Sharing? he asked, paused, primed in the arc of his movement.
Greeted with a positive response, he said nothing more and arranged the plates on the small table between us, offering a swift, bon appetito! before retreating inside.
As we began to eat, that awkwardness returned somehow; it found its way back and instilled in everything around us some visceral feeling, a jagged edge. Much like the food whose steam was quickly whisked away by the coolness in the wind, the warmth had faded quickly between us amidst the brief interaction.
Maya began to ask a question the moment words fell from my lips, and we both fumbled, indicating for the other to continue. She acquiesced, finally, and relieved, I took a bite of food as she voiced what turned out be a brief question. We both realised the error at once, my inevitable sentence becoming clear the instant she finished hers. We rolled our eyes at each other and chuckled at the escalation; I made the obligatory and universal gestures of chewing, time and intention to speak.

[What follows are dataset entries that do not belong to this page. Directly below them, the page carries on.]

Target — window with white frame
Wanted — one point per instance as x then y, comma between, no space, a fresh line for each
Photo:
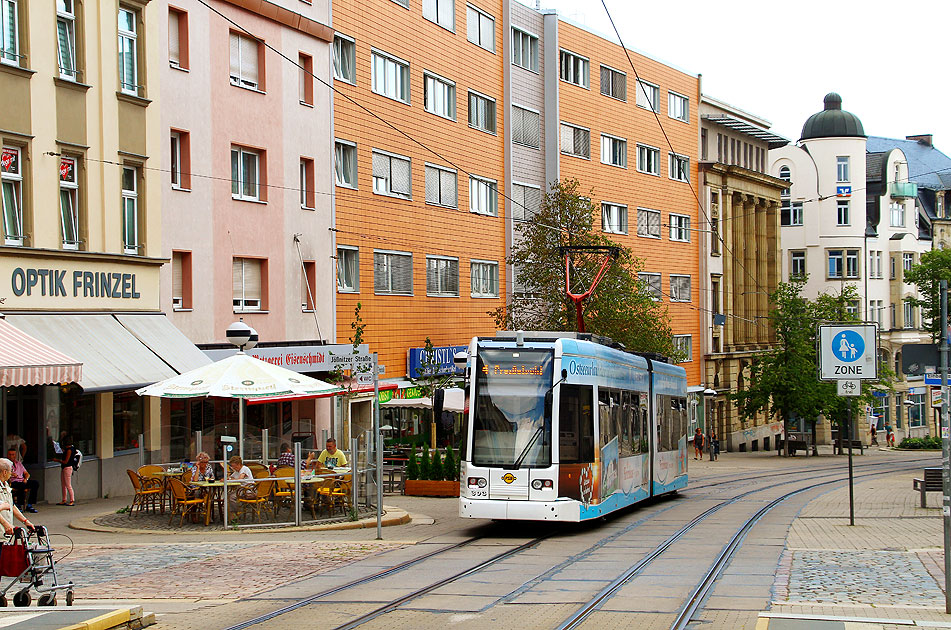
678,106
345,59
679,288
439,96
69,201
648,223
442,276
481,112
348,269
679,167
245,54
575,141
128,57
441,186
652,284
130,209
345,163
483,196
613,151
680,228
573,68
526,127
613,83
66,39
614,218
648,159
11,181
524,50
648,96
842,168
484,278
245,174
480,28
392,175
442,12
392,273
390,76
246,284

I must have had a good time to think and build up steam because I remember having a bit to say by the time I finally opened my mouth to speak. I answered the question but felt compelled too to dissipate some of the energy that was plaguing us, worked myself into some sort of tangent, raised a few questions in return.
As she responded I reached over the table to the wine bottle, listening keenly but needing to act on something. I poured another glass for her, making eye contact in reaction to something she said, her hand following my gaze back to the action, resting on the stem as I finished. I raised the bottle again to pour one for myself as her thought came to an end.
As I went to respond, her hand slipped forward on the stem of her glass and the bowl tipped backward toward her, most of the contents landing squarely in her lap. We both reached instinctively, and looked at each other in shock and acknowledgement – what was going on?
We broke the wall of action quickly, I helped with my napkin as best I could until she decided to clean up inside. I wiped down the table with the waiter and as soon as I was left to my own devices, I took up my drink once more, to wait.
It was a chance encounter, but still, I couldn’t help but feel responsible. I’d invited her there after all, chose the restaurant, poured the wine. I felt for her.
I took another swig, had a bite of food and let my mind wander back to the night we first met as we walked together along those cliffs; our feet light in taking us, our pace restrained, our senses burning like magnesium burns, or zinc, all fired up, and stripped; a flash in the pan.